Manhattan in those movies takes place after you've gone to bed. At nine," he added, rubbing it in.
"I've been up late in Manhattan," I said. "I even went to dinner at '21."'
"When?" He clearly disbelieved me.
"For Jennifer's birthday. My parents took us."
Now, it was true that they'd taken my sister; I'd just slept over at Augie's that night. Still, she'd come back with so many details of the event and brought them up so often over the following days that I felt I actually had gone with them. Details, I might add, I now began to enumerate.
"We had snails for appetizers. They looked burnt, but they tasted okay."
"Escargots au beurre noir ," Alistair said.
"There was a waiter whose only job was getting us wine."
"The sommelier."
"There were waiters everywhere, coming and going all during the meal, emptying ashtrays, filling our glasses of water. A special one brought us dessert. I had cold ice cream inside a cooked crust," I added, thinking surely this impossibility would get him.
"Baked Alaska," Alistair murmured.
"So I know! And it's not like it is in those movies."
"It sounds exactly like those movies!"
"But that's not the way people live," I argued.
"That's the way I'm going to live. In a penthouse in Manhattan with a chauffeur and servants and wonderful, talented Social Register friends and beautiful things all around me. Quiet now, the commercial's over."
Not five minutes later, Ronny Taskin and his gang pulled up outside the house on their bikes. There must have been ten of them, yet Kerry White was delegated to come inside and ask if Alistair wanted to go biking with them.
To ask Alistair—not me.
"I don't have a bike here," he said apologetically, clearly torn between watching his movie and joining an outing in which he would have a starring, or at least costarring, role.
"What about Rog's bike?" the only recently insignificant Kerry had the temerity to ask.
"I'm using it!" I said.
"Well, you could borrow one of mine," Kerry told Alistair.
Who'd ever paid enough attention to the pipsqueak to notice he had more than one bike?
"At home," Alistair said, "I have a Schwinn Black Phantom, with three speeds."

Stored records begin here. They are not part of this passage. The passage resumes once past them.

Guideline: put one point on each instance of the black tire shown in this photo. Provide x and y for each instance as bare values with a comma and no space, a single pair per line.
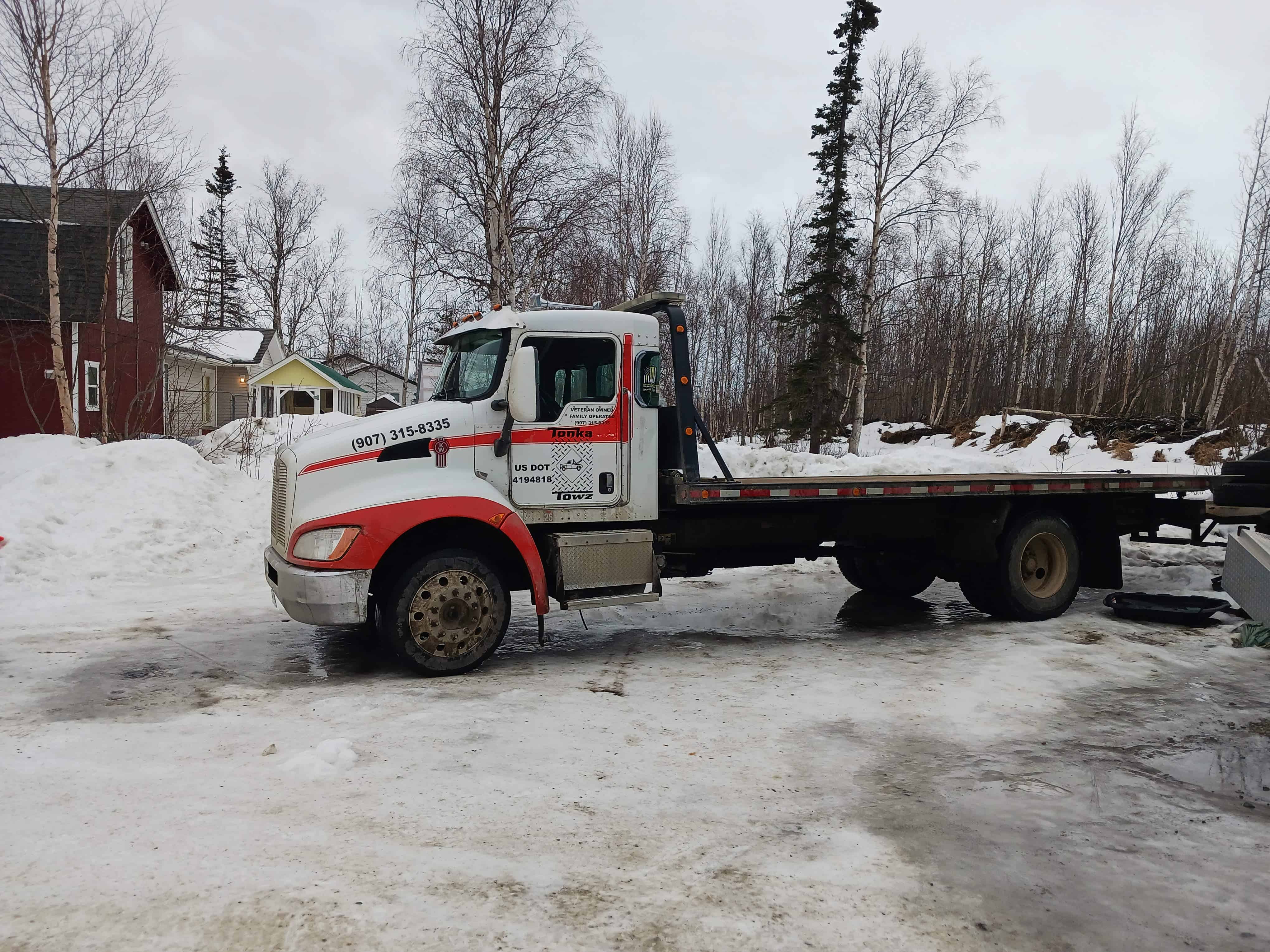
849,568
1038,569
893,576
448,612
1251,494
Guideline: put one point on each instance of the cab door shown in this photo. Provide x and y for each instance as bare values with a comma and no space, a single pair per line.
572,455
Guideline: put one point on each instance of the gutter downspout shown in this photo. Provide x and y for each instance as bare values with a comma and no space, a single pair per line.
75,376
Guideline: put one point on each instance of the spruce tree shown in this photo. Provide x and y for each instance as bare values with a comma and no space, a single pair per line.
821,304
219,276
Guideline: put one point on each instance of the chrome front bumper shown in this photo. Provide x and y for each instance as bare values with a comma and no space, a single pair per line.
318,596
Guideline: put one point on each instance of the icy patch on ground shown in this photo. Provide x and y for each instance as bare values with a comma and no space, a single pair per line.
78,515
249,445
327,759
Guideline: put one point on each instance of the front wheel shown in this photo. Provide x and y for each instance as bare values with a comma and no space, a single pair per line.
448,612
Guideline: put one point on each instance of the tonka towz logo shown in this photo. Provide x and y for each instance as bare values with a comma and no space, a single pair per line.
572,465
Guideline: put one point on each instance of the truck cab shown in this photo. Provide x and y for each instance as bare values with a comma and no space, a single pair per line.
534,466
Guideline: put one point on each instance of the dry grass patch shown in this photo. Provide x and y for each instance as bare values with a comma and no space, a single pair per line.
1123,450
1018,435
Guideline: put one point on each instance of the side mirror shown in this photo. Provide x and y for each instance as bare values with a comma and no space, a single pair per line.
522,388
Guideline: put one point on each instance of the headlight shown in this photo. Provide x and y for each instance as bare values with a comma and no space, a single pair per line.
326,545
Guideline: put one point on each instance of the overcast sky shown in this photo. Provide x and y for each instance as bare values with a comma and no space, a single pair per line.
322,83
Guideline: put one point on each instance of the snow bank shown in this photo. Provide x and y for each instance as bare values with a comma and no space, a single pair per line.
20,455
1053,450
1046,450
78,516
249,445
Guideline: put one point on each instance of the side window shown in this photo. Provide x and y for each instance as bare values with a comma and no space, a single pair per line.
573,370
649,370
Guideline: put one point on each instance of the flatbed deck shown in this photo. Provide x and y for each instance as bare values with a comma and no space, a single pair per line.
982,484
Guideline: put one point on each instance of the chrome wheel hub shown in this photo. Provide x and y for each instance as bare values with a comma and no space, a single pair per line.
453,615
1044,565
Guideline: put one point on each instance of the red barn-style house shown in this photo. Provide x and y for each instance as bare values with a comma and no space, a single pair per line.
115,266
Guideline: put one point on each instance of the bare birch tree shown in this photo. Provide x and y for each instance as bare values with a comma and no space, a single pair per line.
911,134
1137,194
642,211
1249,270
403,236
82,86
281,254
503,117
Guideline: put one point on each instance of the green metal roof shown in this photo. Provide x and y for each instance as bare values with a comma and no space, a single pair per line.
333,375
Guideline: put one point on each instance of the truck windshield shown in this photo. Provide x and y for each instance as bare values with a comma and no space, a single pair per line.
473,366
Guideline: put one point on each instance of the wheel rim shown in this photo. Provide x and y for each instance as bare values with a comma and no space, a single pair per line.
453,615
1043,565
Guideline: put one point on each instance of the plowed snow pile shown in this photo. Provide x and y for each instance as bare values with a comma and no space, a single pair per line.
77,515
249,443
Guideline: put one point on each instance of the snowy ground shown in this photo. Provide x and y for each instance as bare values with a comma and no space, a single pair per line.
766,759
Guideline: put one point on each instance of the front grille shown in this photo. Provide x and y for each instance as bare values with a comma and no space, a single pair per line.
279,513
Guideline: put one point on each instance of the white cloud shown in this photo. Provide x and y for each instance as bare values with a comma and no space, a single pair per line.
323,84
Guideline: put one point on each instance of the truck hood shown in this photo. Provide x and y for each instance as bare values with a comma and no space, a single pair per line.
412,432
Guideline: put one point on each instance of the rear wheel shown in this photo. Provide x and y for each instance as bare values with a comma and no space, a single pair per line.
1036,576
448,612
886,573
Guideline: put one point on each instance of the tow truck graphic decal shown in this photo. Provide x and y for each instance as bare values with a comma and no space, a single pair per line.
573,465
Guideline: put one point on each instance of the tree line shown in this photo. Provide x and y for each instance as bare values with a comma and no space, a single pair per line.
892,292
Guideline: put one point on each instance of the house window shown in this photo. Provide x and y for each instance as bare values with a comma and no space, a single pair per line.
208,398
124,275
92,385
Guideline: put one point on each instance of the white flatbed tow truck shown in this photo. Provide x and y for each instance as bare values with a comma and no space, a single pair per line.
547,463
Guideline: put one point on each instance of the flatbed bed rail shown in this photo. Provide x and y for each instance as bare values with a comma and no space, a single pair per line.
991,484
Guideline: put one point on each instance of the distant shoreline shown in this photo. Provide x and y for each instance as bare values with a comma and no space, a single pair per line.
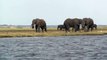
28,32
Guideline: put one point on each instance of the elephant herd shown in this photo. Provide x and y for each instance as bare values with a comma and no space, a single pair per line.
86,24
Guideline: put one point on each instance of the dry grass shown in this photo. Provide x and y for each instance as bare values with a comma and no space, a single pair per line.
28,32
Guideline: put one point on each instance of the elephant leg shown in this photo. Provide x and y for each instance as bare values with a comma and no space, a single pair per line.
36,28
76,28
45,29
42,29
67,28
92,28
88,27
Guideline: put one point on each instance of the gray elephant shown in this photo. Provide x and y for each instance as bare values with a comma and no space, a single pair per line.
39,23
95,26
87,24
74,23
60,27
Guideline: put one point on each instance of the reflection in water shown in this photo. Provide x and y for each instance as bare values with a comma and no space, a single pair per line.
54,48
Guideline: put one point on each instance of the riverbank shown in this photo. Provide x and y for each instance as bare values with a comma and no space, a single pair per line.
28,32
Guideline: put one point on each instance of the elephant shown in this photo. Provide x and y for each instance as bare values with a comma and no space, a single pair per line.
87,23
95,26
74,23
60,27
39,23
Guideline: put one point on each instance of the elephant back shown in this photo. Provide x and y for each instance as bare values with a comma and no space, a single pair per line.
68,21
41,22
88,21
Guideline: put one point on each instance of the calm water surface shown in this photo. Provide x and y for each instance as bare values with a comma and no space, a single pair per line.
54,48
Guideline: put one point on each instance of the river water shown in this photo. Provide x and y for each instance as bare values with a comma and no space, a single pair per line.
54,48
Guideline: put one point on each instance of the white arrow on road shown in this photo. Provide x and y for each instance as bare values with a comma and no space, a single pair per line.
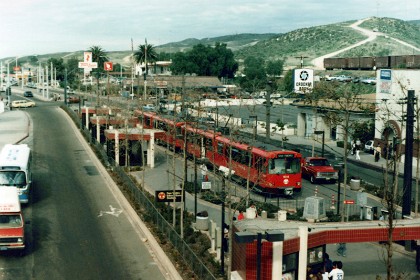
114,212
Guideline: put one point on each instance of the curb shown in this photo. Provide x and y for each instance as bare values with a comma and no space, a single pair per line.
166,266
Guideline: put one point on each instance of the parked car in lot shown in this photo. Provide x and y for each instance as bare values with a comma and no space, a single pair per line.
319,169
206,120
22,104
28,93
369,148
344,78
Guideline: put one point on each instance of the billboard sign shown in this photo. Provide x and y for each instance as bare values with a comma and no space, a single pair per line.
303,80
168,196
108,66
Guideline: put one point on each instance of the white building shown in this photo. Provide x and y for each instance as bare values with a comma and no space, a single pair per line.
391,89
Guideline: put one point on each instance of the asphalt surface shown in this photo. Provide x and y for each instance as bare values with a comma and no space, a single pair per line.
15,126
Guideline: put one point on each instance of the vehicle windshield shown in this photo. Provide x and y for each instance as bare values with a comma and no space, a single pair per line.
319,162
12,178
8,221
284,166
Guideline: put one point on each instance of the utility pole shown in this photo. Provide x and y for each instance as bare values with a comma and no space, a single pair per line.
267,110
301,60
408,163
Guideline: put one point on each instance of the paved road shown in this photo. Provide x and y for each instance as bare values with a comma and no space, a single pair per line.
80,225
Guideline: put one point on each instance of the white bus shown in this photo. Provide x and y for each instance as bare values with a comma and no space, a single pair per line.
15,169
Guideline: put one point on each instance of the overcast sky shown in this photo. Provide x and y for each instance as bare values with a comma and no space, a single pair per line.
31,27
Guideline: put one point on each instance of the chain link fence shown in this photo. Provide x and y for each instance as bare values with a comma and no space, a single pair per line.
142,201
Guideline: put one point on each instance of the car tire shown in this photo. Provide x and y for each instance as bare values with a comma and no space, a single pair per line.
312,179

"Me too," Kerry said. Then, lest Alistair consider him forward, he explained, "What I mean is, you can ride that one. I'll take the other."
Outside the others were shouting for Kerry to shake a leg.
Alistair waffled. "Well, if you really want me to."
"I do! We all do!"
Alistair hopped on Kerry's Black Phantom, while its owner jumped onto Tony Duyckman's handlebars and they all took off. Ten minutes later, as I was coasting down the hill of Spring onto Watkins Avenue, headed toward Augie's, I saw the group several blocks away. Kerry was on his older bike, riding between Ronny Taskin and Alistair in the vanguard of a flock of other boys.
That spelled an end to my peacemaking efforts.
I kept telling myself that Alistair wouldn't be around much longer. But somehow that didn't seem to work. He'd usurped my place—or a place I'd been looking forward to filling—among my classmates without even going to school with them. Except for Augie Herschel, virtually none of them spoke more than a word or two to me anymore.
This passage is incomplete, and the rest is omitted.